Mas não faltam problemas. A trama demora a funcionar e depois termina abruptamente, sem um final. As atuações são irregulares e parecem seguir linhas diversas, o que também ajuda a entender o estranhamento do início da apresentação. De outro lado, não se conseguiu levar plenamente à cena o realismo do autor nos quadros de violência e sexo. São bem coreografados, muito bem realizados, mas o humor sem trégua os dilui. A inflexão anasalada, recurso cômico já presente nas peças anteriores de Guerreiro, não aceita variações e dificulta o aprofundamento nas obsessõesde Rubem Fonseca.
Menos escrachada, mais próxima da tradição popular do teatro nordestino, ela, que vem do reino pernambucano de Ariano Suassuna, "A Máquina" é igualmente divertida e descompromissada.
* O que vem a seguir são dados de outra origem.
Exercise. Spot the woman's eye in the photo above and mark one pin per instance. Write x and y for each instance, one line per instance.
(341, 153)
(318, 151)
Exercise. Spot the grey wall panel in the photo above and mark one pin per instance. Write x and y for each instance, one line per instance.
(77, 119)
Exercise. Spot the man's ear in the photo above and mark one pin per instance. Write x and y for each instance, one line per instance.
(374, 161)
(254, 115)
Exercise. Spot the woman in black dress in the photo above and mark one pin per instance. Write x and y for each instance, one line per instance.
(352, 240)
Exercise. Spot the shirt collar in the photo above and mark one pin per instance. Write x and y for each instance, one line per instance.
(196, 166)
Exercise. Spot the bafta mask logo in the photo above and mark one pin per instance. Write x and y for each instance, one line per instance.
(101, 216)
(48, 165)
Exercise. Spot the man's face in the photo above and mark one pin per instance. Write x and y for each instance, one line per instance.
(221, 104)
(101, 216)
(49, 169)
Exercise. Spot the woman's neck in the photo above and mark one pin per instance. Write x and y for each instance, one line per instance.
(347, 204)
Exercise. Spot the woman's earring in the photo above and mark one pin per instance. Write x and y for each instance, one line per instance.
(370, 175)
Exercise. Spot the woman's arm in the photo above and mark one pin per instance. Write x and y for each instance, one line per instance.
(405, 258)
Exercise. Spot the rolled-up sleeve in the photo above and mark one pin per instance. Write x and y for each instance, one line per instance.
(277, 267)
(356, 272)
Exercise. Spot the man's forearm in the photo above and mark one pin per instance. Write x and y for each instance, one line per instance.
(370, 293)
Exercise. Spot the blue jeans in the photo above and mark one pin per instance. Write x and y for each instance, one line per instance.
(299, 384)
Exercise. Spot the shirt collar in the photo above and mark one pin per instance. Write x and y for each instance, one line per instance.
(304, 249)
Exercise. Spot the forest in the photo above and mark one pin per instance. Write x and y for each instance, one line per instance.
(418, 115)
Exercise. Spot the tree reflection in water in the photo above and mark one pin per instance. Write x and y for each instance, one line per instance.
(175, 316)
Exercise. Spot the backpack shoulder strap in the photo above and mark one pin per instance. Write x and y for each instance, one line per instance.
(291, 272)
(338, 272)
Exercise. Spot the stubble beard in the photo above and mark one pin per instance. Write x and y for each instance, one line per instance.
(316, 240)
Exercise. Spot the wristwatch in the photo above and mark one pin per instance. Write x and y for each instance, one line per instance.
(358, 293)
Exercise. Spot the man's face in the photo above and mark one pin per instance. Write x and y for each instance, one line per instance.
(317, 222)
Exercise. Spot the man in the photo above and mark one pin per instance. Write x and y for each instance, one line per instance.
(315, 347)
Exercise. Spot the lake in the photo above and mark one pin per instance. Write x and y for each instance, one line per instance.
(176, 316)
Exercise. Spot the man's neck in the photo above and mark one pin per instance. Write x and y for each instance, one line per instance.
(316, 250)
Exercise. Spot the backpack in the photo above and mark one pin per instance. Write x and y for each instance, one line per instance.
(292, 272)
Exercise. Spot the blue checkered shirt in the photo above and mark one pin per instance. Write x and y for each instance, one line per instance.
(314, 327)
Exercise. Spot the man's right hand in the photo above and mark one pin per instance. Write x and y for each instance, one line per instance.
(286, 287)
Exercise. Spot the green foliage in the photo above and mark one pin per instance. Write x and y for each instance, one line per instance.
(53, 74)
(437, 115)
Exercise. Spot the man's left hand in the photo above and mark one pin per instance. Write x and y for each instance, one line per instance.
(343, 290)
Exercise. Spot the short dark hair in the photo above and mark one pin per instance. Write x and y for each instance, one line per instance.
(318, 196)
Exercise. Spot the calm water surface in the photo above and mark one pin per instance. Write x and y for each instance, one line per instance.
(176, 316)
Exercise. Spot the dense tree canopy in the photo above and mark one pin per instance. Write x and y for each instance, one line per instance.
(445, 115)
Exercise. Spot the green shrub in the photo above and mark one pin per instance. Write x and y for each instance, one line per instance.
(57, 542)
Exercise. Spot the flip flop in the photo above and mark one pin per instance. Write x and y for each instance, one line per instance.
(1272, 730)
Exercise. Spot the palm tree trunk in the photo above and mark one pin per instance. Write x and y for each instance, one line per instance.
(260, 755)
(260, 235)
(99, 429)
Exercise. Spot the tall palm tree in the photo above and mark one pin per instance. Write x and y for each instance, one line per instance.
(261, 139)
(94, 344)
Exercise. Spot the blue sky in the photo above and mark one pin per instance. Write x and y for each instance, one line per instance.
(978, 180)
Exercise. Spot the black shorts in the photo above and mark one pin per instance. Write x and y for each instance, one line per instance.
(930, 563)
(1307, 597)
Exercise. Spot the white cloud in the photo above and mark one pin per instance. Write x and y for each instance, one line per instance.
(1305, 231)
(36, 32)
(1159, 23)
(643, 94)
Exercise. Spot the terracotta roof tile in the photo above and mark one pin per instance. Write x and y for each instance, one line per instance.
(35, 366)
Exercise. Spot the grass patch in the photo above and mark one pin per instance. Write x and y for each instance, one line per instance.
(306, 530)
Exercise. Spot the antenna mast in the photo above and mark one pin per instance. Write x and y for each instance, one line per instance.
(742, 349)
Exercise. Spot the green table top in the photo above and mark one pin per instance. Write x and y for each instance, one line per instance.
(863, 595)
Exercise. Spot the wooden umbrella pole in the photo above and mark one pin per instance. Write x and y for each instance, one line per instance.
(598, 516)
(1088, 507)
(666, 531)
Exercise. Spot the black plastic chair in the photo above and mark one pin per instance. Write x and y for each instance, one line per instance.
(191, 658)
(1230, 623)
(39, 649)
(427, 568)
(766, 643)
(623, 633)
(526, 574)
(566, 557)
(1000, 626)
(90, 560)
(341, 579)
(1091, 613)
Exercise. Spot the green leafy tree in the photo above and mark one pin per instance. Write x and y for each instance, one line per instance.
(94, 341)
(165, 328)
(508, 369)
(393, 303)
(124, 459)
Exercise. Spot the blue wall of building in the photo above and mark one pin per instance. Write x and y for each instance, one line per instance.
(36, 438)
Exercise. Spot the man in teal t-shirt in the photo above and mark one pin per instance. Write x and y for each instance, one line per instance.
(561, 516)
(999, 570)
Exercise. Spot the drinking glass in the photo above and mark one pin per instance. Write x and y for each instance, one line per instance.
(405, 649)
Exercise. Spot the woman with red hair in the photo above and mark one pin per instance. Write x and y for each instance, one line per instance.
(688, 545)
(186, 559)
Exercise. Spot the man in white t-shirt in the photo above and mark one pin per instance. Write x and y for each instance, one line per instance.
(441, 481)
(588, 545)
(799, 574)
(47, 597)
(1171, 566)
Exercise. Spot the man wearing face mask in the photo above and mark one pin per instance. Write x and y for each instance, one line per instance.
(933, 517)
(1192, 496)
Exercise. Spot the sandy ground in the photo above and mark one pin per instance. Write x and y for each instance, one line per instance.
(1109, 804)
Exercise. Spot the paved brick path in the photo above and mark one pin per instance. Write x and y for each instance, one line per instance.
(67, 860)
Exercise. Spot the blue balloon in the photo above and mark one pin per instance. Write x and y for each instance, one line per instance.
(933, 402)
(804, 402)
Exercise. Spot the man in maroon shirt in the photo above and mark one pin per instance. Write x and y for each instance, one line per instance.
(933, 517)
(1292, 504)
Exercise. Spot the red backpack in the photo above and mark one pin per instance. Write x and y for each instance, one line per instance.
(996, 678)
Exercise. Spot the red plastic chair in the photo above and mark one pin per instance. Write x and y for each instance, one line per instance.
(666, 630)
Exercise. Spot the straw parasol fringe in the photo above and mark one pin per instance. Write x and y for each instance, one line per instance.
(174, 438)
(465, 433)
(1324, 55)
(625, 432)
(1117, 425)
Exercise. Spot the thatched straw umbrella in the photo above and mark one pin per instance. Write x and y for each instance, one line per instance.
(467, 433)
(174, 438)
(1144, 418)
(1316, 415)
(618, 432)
Parte da Mostra Oficial, é uma engenhosa e bem acabada comédia do diretor João Falcão.
Acompanha, com traços de modernização, um personagem de linha picaresca chamado Antônio, que é desdobrado em quatro atores, todos de qualidade. Ele cria uma máquina do tempo (ou "da morte") e descobre como vencer a pobreza e demais misérias do mundo. A peça de Adriana Falcão traz o melhor teatro de Pernambuco e Paraíba ao presente, sem medo de recorrer a efeitos cênicos, também sem medo de abraçar o romance. No caso, entre Antônio e Karina, esta interpretada por Karina Falcão, de passagens emocionantes no espetáculo.
Como contraponto, ressalte-se apenas uma ligeira mas insistente superficialidade, no todo.
"Henrique 4º" nem parece, mas é outra comédia. O texto de Luigi Pirandello é dos mais inteligentes e esclarecedores da contemporaneidade, apesar de escrito em 1922, e entende-se facilmente por que foi selecionado pelo jovem elenco carioca, dirigido por Antonio Guedes.
Mas a verborragia, que leva à falta de ação, torna o espetáculo arrastado como um teatro de tese. E o protagonista, para uma peça que pretende mostrar, como registra o programa, que "a vida é menos real do que a arte", está muito pouco real. Está por demais empostado, mascarado.
Sublinhem-se a atuação desenvolta de Cláudia Ventura, ótima atriz, e a cenografia de Doris Rollemberg, desdobrando uma escadaria em várias direções, como a auto-representação confusa do personagem-título.